Deva Das was travelling in Russia on the day we went to the ashram, but Ram Sevak Das–now in his late 30s–received us all graciously. I have never encountered anyone quite like him. He is an utterly innocent being–a very expansive and beautiful spirit, with clearly not a negative thought in his mind. No airs whatsoever, just a nurturing, humble, giving soul.
We sat in the gorgeous ashram grounds under a canopy of trees, in the most peaceful setting we have enjoyed on our whole trip. Only the sound of birds and forest animals could be heard in the background, as Ram Sevak Das gently spoke. For nearly 2 hours he talked in an eloquent stream-of-consciousness manner, giving teachings on a wide range of subjects, including mantra, sadhana, right living, and even the state of the world. He wove in stories about various saints, and his own life with Deoria Baba. During this time, several other people came for darshan. He gave them all prasad and sent them out, keeping our group there with him. When we left, he inquired how long we were staying in Brindavan, and told us to come again before we leave. (As it turned out, I was sick the whole last week of our time there, which was when we had planned to go back to see him.)

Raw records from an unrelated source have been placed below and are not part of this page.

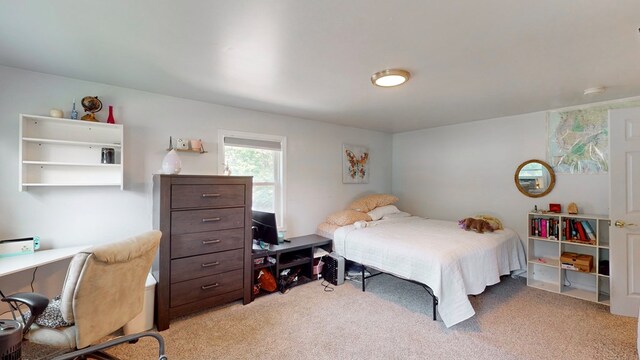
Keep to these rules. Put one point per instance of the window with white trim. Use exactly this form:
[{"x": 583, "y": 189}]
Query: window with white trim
[{"x": 261, "y": 156}]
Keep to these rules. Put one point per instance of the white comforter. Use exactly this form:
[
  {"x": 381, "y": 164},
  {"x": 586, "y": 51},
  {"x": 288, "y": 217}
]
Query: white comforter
[{"x": 454, "y": 263}]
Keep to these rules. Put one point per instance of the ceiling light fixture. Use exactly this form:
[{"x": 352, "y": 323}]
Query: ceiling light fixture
[
  {"x": 595, "y": 90},
  {"x": 390, "y": 77}
]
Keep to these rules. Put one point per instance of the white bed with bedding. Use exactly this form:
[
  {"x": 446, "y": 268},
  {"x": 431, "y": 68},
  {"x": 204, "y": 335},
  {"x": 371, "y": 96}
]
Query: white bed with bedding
[{"x": 452, "y": 262}]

During her stay here, Anandi had undertaken a seva (service) project at Little Maharajji’s ashram. There are several painting of deities in a folk-art style on the front wall of the ashram. They need to be repainted every year or so, due to the excessive amounts of dust blowing about, and rain during the monsoon, etc. Anandi was touching them up until her last day here, and we walked over to admire her handiwork. They are fabulous paintings, bright and colorful. As it turned out, she didn’t quite finish the last one before she had to go to Orissa to continue her dance training. So Shivaya and I jumped in and finished painting Shiva, and then got drafted into repainting a murti of Shiva and his bull, Nandi. The murtis, created by Little Maharajji, are seemingly made out of mud, and repainted with high gloss enamel paint from time to time.

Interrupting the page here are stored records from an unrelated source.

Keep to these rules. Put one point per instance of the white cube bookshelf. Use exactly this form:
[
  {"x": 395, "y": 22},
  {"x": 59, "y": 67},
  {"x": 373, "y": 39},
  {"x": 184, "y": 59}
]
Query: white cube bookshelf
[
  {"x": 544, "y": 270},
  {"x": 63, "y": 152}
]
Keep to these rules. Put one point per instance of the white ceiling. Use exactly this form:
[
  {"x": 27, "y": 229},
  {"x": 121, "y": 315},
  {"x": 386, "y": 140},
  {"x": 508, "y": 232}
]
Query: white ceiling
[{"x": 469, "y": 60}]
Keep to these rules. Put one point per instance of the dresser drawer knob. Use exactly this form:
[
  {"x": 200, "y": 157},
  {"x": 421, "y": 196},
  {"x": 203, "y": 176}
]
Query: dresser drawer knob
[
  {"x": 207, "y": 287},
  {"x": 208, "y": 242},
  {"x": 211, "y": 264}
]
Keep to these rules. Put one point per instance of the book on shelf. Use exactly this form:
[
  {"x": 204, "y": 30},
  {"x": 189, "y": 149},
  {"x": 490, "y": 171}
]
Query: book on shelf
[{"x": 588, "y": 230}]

Finally, one day shortly before we left Brindavan, it was another auspicious day (we’re not quite sure why), and there were thousands of pilgrims walking the parikrama path (now a road) that goes around the outside circumference of the town. Shivaya and I had already walked part of the way to go to a market, and we decided to join the others and walk the whole parikrama. We spent about 3 1/2 hours in a massive colorful parade of humanity–most walking barefoot. The energy was very high and festive, and we felt blessed by the occasion–but we still don’t know why!!

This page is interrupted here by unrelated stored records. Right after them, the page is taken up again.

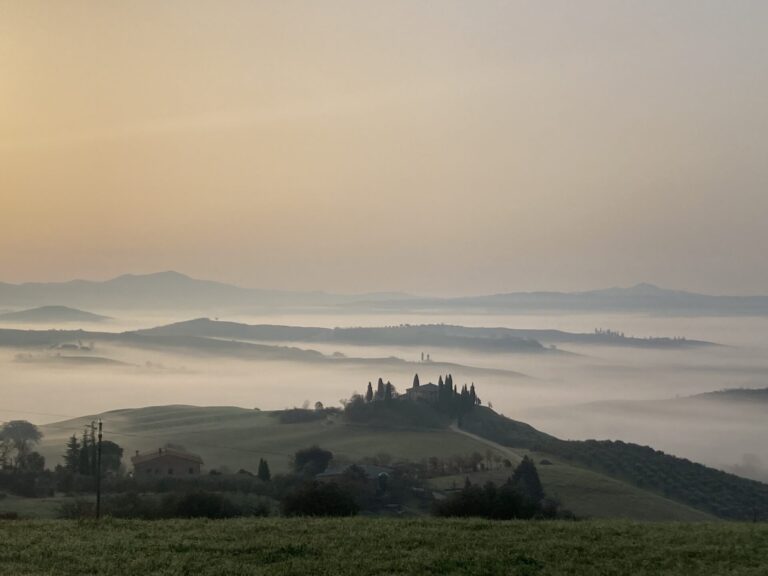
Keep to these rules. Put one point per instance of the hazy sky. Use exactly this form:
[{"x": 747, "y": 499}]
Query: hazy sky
[{"x": 429, "y": 146}]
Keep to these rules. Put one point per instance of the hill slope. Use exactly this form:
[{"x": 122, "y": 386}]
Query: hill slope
[
  {"x": 164, "y": 291},
  {"x": 52, "y": 314},
  {"x": 237, "y": 438},
  {"x": 361, "y": 547}
]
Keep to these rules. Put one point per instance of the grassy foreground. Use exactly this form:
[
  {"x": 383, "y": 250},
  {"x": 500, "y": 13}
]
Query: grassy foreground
[{"x": 363, "y": 546}]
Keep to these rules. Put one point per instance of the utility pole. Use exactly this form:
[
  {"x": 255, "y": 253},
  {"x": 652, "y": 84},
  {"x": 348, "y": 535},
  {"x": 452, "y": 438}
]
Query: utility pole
[{"x": 98, "y": 475}]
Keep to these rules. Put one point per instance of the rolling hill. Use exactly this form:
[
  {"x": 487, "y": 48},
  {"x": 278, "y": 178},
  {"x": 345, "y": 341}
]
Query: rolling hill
[
  {"x": 52, "y": 314},
  {"x": 166, "y": 291},
  {"x": 174, "y": 291},
  {"x": 237, "y": 438}
]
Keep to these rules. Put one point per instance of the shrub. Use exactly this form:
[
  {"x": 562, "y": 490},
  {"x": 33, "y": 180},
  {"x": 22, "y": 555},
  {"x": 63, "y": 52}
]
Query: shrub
[{"x": 319, "y": 499}]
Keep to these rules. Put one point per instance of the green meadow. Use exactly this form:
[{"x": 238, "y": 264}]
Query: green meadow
[{"x": 362, "y": 546}]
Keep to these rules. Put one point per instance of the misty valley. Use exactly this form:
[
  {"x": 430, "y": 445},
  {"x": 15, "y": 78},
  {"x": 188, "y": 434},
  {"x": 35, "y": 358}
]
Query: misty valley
[{"x": 680, "y": 384}]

As I mentioned, I came down with a virus that “everyone in Brindavan gets this time of year,” according to the doctor who came to the ashram to treat me. It was brutal, and I spent the last week of our time there with vomiting, diaharrea, and feverish hallucinations. I managed to recover just in time to catch our train in early December, bound for the south. We boarded the train in Mathura, where it was quite cold, and 36 hours later we hopped off on a warm and balmy evening in paradise–Kerala, South India.